WES Craven's Scream was voted film of the year at the 1997 MTV Movie Awards, announced in Santa Monica, California, last Monday night. Tom Cruise was named best actor for Jerry Maguire, with best actress going to Claire Danes for Romeo And Juliet. Matthew McConaughy got best breakthrough performance for his role in A Time To Kill, Jim Carrey was named both best villain and best comedic performer for The Cable Guy, and Nicolas Cage and Sean Cannery got best on screen duo for The Rock.

The other awards included best screen kiss to Will Smith and Viveca A. Fox in Independence Day; best movie sang to Bush's Machinehead from Fear; best new film maker to Doug Liman for Swingers; best fight to Fairuza Balk and Robin Tunney in The Craft; and best action sequence to Twister far the scene in which a truck drives through farm equipment.
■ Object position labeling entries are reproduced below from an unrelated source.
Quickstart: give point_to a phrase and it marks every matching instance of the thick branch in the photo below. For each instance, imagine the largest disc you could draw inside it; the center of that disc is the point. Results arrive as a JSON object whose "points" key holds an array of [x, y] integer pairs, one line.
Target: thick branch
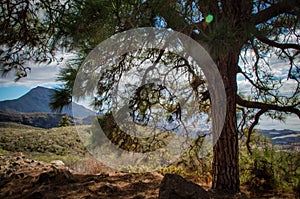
{"points": [[278, 45], [284, 6], [255, 122], [267, 107]]}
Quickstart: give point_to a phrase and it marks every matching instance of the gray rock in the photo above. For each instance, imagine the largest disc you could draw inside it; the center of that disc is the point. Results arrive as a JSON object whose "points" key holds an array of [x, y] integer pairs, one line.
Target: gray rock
{"points": [[176, 187]]}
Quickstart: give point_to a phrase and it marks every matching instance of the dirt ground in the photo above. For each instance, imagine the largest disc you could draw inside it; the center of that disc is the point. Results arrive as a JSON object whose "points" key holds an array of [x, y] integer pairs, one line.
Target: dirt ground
{"points": [[29, 179]]}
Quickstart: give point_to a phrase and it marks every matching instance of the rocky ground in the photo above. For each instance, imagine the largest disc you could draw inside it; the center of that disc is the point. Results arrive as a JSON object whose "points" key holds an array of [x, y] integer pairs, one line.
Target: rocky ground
{"points": [[24, 178]]}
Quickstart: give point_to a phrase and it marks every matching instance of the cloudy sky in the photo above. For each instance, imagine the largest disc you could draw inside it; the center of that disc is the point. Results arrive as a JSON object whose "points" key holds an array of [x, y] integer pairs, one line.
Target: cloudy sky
{"points": [[45, 75]]}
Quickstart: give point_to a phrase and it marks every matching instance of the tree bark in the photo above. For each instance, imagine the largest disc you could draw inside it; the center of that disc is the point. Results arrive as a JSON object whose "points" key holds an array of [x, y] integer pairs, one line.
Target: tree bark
{"points": [[225, 161]]}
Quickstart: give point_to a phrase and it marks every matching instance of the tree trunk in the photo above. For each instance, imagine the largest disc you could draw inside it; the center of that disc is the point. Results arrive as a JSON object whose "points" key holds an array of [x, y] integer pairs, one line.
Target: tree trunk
{"points": [[225, 161]]}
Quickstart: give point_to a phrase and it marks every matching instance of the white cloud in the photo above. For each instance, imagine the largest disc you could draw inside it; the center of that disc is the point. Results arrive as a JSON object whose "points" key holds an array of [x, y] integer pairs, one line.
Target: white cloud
{"points": [[40, 75]]}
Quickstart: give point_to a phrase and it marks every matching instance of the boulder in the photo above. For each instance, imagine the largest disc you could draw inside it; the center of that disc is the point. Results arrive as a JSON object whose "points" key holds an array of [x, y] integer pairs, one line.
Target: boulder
{"points": [[176, 187]]}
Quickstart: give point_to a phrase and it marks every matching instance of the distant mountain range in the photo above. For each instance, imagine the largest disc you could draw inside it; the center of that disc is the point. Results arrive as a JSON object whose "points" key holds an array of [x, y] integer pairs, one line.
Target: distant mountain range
{"points": [[37, 101]]}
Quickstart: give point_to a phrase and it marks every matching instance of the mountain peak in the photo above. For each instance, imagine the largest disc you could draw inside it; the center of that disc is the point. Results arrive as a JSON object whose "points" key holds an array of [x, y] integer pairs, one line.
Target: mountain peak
{"points": [[37, 100]]}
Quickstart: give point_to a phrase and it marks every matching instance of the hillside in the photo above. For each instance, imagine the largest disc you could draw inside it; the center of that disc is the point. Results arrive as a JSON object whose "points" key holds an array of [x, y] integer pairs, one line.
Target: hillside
{"points": [[37, 100]]}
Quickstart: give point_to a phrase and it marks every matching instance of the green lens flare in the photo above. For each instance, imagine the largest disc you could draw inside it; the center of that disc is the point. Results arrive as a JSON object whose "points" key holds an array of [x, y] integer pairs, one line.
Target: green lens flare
{"points": [[209, 18]]}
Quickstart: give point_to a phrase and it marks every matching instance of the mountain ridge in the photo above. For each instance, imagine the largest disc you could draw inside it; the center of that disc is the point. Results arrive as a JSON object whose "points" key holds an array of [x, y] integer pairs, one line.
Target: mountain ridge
{"points": [[37, 100]]}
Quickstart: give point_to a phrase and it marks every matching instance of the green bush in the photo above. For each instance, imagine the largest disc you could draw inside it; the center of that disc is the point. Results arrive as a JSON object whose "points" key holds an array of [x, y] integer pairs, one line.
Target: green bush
{"points": [[269, 167], [65, 121]]}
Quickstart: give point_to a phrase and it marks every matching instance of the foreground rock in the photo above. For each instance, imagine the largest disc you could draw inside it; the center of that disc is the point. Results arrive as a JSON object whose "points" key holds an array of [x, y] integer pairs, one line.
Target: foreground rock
{"points": [[24, 178], [175, 187]]}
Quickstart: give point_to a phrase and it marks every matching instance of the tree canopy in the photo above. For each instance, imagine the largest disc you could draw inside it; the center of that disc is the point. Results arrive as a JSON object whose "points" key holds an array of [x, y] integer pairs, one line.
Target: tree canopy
{"points": [[243, 38]]}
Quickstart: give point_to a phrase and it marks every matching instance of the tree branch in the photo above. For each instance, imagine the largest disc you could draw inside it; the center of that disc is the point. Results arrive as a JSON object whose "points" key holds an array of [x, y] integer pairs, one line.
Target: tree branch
{"points": [[255, 122], [267, 107], [284, 6], [276, 44]]}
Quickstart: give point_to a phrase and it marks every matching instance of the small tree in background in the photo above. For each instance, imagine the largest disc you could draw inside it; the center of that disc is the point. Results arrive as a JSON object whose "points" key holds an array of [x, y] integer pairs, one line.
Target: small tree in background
{"points": [[65, 121]]}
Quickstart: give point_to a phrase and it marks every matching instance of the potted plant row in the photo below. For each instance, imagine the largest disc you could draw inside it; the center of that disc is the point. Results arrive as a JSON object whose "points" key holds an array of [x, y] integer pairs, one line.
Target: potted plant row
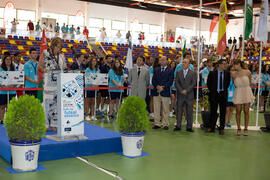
{"points": [[25, 125], [132, 122]]}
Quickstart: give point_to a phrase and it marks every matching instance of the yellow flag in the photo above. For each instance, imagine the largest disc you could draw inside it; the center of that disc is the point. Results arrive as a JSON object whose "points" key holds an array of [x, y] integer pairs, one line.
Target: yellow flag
{"points": [[223, 19]]}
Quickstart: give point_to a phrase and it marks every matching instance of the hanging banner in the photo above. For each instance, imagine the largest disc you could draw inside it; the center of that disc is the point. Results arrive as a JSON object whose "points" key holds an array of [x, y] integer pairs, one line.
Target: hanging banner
{"points": [[70, 105], [96, 78], [213, 25], [8, 78]]}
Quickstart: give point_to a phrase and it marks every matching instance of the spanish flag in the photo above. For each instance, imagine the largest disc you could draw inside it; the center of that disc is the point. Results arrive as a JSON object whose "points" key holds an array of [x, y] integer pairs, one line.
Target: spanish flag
{"points": [[223, 20]]}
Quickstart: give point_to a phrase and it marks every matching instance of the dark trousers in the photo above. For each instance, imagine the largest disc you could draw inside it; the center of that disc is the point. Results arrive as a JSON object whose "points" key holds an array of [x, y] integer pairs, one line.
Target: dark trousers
{"points": [[219, 99], [31, 93]]}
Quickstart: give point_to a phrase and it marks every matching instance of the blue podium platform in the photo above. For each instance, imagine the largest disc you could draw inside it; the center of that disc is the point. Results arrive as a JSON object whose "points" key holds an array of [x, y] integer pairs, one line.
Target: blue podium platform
{"points": [[99, 141]]}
The lifetime achievement award, presented by Carrie Fisher, went to Chewbacca for the Star Wars trilogy. No kidding!

BRENDA BLETHYN, an Oscar nominee this year for Secrets & Lies, has just finished working on Nick Hurran's Girls Night, a comedy in which she and Julie Walters play close friends from Manchester who go to Las Vegas on the proceeds of a win at the bingo. Kris Kristofferson also stars.

The three time Oscarwinning studio, Aardman Animations, is about to begin its first animated feature film, Chicken Run, to be codirected by Nick Park and Peter Lord.
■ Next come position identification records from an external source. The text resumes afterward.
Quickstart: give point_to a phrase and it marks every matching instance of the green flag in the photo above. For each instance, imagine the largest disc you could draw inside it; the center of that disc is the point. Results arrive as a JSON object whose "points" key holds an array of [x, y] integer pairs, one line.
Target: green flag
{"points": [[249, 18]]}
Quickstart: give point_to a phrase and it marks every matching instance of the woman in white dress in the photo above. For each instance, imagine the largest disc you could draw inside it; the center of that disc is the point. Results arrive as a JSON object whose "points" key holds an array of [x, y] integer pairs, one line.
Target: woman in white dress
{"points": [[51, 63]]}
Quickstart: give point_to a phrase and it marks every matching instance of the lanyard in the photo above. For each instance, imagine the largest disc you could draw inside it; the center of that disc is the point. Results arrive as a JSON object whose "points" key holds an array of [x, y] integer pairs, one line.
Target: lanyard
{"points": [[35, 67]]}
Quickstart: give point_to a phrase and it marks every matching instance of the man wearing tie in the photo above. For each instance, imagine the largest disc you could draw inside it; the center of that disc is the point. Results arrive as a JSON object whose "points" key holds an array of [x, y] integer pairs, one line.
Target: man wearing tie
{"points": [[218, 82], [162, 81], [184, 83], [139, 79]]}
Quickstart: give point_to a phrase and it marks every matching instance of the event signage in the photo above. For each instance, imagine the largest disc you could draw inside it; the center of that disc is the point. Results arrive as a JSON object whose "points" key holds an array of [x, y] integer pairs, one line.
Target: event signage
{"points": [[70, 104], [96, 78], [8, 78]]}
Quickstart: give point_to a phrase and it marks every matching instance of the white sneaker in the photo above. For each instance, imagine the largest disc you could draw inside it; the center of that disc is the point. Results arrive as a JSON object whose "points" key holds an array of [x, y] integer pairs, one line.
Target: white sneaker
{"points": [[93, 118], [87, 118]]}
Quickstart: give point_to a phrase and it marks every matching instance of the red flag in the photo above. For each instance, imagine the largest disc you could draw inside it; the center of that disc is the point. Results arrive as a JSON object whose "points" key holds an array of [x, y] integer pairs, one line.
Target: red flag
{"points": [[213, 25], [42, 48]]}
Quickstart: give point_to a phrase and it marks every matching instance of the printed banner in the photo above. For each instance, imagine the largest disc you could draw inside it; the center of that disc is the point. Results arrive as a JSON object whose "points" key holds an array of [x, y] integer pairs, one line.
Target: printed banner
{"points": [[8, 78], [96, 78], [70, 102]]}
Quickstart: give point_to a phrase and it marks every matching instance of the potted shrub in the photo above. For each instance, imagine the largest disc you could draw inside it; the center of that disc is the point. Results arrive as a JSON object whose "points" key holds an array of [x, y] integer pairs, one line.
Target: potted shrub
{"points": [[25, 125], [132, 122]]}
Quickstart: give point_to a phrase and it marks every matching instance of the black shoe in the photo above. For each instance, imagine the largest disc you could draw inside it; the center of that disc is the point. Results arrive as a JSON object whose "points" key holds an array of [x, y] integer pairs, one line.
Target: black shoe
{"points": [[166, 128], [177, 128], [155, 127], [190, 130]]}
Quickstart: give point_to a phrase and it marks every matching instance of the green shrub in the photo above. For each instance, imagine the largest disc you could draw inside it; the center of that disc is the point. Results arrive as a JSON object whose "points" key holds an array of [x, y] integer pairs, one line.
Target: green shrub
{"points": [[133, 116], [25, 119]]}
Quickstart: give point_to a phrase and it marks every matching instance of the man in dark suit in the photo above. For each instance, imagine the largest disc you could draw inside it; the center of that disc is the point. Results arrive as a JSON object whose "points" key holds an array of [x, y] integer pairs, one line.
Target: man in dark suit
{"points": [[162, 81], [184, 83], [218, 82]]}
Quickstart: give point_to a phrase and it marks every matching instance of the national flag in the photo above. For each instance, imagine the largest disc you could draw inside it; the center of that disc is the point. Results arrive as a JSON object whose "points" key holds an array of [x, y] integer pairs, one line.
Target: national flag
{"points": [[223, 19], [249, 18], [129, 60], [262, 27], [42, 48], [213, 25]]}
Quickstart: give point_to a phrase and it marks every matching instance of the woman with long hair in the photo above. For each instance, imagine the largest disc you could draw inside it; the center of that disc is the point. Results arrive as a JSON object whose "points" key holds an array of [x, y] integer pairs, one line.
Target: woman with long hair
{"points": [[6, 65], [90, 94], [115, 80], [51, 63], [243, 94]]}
One of the most unexpected major hits of recent years, Babe, has spawned a sequel now shooting at the new Fox Studios in Australia. Chris Noonan earned an Oscar nomination for directing the original, but the sequel will be directed by George Miller, who produced the original.

And Al Pacino is to star in the remake of the 1965 Steve McQueen movie, The Cincinnati Kid, which will be scripted by David Mamet.